Ne dites jamais adieu

BLU-RAY - Région B
Elephant Films
Parution : 8 / 12 / 2020

Image

Eléphant Films continue d'égrener les carrières de Douglas Sirk et Rock Hudson avec ce nouveau film en commun, assez méconnu et d'ailleurs non signé par le cinéaste, proposé pour la première fois au monde en Blu-ray. Ne dites jamais adieu a bénéficié d'une restauration plutôt récente et très compétente, un probable scan 2K qui offre une précision tout à fait convenable dans son format 2.0 d'origine.

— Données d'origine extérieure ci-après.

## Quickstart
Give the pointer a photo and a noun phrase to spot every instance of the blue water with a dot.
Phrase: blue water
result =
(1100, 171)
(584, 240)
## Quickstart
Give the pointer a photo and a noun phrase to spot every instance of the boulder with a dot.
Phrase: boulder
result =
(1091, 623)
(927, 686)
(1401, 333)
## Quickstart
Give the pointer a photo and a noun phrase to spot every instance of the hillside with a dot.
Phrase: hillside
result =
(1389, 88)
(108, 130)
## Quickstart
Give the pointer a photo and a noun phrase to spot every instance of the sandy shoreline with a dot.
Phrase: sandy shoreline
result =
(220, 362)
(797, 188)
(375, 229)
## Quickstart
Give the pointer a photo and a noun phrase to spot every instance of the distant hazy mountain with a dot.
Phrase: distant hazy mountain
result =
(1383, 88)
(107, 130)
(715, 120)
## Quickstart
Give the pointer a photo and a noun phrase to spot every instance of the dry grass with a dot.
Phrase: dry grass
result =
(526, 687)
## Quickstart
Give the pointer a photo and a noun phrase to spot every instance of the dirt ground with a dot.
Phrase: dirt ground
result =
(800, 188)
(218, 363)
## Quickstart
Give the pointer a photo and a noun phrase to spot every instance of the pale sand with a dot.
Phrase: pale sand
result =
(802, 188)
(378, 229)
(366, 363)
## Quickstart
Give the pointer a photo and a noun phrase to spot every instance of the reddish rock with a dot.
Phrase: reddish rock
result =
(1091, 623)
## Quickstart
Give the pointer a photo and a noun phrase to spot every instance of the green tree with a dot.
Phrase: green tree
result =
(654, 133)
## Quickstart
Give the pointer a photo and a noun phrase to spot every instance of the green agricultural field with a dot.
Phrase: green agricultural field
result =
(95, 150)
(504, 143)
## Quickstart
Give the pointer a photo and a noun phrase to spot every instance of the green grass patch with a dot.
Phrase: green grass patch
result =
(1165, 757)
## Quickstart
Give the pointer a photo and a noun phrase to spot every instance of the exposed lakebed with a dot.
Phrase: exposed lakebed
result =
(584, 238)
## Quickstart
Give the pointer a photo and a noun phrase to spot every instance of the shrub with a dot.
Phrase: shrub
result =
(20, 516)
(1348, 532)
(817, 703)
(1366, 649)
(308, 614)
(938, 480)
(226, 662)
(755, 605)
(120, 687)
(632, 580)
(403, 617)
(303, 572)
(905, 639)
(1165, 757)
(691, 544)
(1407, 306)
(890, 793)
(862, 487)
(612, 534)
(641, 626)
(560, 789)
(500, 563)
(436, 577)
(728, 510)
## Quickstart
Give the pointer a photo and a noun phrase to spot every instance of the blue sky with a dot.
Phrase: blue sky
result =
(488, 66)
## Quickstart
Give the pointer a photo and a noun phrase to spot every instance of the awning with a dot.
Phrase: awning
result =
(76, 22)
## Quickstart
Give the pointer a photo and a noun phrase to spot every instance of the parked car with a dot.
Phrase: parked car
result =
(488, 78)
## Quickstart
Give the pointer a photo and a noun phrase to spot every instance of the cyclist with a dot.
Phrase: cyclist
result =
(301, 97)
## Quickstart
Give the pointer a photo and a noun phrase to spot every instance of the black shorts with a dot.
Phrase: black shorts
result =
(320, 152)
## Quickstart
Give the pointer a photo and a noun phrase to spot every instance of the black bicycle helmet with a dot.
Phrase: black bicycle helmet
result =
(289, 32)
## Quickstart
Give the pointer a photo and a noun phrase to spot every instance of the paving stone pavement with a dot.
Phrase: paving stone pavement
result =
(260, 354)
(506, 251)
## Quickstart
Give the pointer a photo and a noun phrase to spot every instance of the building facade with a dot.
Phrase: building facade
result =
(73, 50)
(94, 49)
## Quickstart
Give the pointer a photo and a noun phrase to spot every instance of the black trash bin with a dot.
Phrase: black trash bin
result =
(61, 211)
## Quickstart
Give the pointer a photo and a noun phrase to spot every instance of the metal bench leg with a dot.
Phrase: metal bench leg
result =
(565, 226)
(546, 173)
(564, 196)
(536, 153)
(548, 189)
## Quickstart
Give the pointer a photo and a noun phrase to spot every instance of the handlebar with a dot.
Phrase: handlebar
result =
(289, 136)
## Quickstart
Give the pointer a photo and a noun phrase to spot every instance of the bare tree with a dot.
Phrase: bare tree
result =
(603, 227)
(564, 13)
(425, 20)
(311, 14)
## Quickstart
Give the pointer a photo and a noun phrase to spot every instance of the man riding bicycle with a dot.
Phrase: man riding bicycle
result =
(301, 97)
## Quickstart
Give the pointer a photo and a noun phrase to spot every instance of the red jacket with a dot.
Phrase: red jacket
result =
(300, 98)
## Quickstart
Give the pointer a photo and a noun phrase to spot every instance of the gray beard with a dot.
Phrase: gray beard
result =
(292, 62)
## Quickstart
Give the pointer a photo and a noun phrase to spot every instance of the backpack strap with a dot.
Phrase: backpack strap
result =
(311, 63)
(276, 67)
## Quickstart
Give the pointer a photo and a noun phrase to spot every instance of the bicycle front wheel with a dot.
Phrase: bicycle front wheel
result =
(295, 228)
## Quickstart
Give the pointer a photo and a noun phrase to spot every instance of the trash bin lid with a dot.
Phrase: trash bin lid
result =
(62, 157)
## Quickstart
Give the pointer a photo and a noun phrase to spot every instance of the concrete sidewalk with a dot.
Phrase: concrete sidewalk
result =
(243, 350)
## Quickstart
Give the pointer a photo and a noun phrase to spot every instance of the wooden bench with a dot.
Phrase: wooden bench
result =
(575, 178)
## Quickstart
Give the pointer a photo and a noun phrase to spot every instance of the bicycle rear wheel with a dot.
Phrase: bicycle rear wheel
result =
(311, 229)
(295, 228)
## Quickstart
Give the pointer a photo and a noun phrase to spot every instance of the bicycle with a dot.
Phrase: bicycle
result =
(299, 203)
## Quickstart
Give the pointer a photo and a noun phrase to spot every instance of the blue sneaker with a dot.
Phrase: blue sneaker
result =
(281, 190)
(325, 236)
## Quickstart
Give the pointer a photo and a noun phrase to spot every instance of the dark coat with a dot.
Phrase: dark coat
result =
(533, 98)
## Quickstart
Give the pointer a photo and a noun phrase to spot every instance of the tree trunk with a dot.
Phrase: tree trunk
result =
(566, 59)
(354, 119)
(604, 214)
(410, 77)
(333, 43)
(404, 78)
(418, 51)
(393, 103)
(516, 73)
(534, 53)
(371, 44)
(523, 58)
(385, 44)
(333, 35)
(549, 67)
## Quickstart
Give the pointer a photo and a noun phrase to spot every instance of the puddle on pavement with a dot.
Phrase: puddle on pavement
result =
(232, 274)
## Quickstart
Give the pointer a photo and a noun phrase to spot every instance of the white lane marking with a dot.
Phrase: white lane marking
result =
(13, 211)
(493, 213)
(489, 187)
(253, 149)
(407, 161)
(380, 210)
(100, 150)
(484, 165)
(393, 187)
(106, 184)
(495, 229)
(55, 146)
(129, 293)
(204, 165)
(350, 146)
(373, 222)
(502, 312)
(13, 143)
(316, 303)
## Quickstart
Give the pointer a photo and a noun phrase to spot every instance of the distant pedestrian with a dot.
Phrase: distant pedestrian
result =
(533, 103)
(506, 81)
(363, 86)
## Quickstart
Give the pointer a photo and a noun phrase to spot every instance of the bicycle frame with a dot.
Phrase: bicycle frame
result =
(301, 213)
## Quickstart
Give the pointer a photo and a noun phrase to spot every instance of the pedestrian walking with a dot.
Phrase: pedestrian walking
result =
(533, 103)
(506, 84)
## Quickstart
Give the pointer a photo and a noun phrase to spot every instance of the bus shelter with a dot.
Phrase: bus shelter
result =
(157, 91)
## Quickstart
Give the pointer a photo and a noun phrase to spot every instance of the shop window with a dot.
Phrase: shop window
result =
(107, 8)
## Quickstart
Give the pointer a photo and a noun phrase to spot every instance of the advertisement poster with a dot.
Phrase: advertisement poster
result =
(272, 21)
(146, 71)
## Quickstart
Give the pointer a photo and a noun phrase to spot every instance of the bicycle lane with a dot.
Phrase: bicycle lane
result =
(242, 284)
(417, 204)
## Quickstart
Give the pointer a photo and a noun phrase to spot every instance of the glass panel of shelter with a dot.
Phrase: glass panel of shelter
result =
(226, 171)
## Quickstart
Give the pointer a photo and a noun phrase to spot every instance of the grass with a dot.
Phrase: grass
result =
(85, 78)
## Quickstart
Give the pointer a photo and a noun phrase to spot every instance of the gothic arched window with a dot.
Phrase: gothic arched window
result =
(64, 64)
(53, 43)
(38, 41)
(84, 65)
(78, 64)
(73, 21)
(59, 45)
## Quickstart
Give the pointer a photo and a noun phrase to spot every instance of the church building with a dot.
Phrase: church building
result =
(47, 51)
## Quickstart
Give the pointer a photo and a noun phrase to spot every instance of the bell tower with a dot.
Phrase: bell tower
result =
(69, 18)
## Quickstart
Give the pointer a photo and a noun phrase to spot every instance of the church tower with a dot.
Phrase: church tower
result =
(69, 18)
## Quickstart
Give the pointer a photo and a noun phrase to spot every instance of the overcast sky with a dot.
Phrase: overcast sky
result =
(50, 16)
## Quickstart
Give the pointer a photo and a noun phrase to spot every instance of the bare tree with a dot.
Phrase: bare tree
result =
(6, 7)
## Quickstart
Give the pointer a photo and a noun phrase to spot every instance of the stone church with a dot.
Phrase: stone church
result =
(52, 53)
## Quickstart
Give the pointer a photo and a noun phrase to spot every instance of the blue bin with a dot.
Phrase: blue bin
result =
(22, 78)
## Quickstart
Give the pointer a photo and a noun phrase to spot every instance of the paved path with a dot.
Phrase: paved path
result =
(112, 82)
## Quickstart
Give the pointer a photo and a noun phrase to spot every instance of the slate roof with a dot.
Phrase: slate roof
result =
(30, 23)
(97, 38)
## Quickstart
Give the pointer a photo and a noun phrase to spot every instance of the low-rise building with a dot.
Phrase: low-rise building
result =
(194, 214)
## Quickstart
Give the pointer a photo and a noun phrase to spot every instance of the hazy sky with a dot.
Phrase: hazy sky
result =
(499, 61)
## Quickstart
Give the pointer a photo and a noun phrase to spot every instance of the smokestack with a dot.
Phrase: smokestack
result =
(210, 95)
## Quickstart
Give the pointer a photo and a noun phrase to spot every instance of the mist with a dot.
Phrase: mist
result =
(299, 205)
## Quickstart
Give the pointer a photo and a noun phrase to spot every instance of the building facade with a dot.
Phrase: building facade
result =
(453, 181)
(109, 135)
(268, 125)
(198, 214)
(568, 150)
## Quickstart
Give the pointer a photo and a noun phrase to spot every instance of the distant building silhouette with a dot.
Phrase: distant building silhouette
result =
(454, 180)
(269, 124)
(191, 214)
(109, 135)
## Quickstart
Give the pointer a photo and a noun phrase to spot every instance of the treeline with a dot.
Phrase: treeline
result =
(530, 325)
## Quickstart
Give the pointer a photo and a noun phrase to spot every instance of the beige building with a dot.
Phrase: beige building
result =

Les trames du Technicolor ont été bien alignées, ce qui permet d'obtenir un trait assez fin et un rendu correct du niveau du détail, à l'exception peut-être du du visage rehaussé de fond de teint de Rock Hudson, qui pourra paraître un peu lisse, même en gros plan. La copie est stable, très propre, et hormis quelques discrètes micro-rayures autour de la 70e minute, on relèvera uniquement quelques rares imperfections photochimiques, brèves instabilités d'émulsion de la pellicule qui n'ont pas été trop corrigées et qui peuvent se transformer, dans certains plans sombres très ponctuels, en légères pulsations du niveau de noir. Les contrastes sont heureusement équilibrés, sans être bouchés, et la colorimétrie se montre efficace, bien saturée et très nuancée, avec une palette sans doute fidèle à la photographie d'origine : quelques couleurs vibrantes (Sirk oblige) ainsi que des relents plus froids mais volontaires, surprenants et assez fréquents. Le grain a été respecté, fin et organique malgré une petite discrétion, mais surtout bien géré par un encodage invisible.

Son

La version originale est d'excellente facture, dénuée de souffle ou de sifflantes, le rendu est particulièrement efficace, même si l'on peut parfois déceler d'infimes faiblesses de conservation. Les voix sont claires, bien équilibrées entre les ambiances et la musique (bonne ouverture). La version française d'époque est un peu plus "dans son jus" avec un aspect marqué inévitable, un peu de souffle et de petits craquements. Le spectre est plus aigu, plus nasillard, avec un équilibre moins franc qu'en VO mais des conditions tout à fait honorables pour une vraie rareté.

Suppléments

Le film est proposé en combo DVD et Blu-ray, avec une jaquette réversible de l'affiche originale américaine, ainsi que Le bleu, le rose et le genre chez Douglas Sirk, un petit livret de 24 pages, illustré d'affiches et d'images du film, signé Stephen Sarrazin. L'enseignant en cinéma consacre deux textes aux carrières de Douglas Sirk puis Rock Hudson, un cinéaste qui a dévoilé "l'ampleur du refoulé américain" et un acteur qui a incarné l'Amérique "puissante et tourmentée". Sarrazin évoque le style de Sirk qui a notamment marqué Fassbinder en bouleversant le mélodrame et montrant "la classe moyenne toute fraîche" de l'après-guerre comme un "terrain fertile" pour "de nouvelles dictatures". Par cette collaboration fructueuse avec Rock Hudson, Sirk "cesse d'être un cinéaste allemand" tandis que l'acteur trouvera un mentor et le point culminant d'une carrière qui marquera le cinéma de cette époque par son "empreinte singulière".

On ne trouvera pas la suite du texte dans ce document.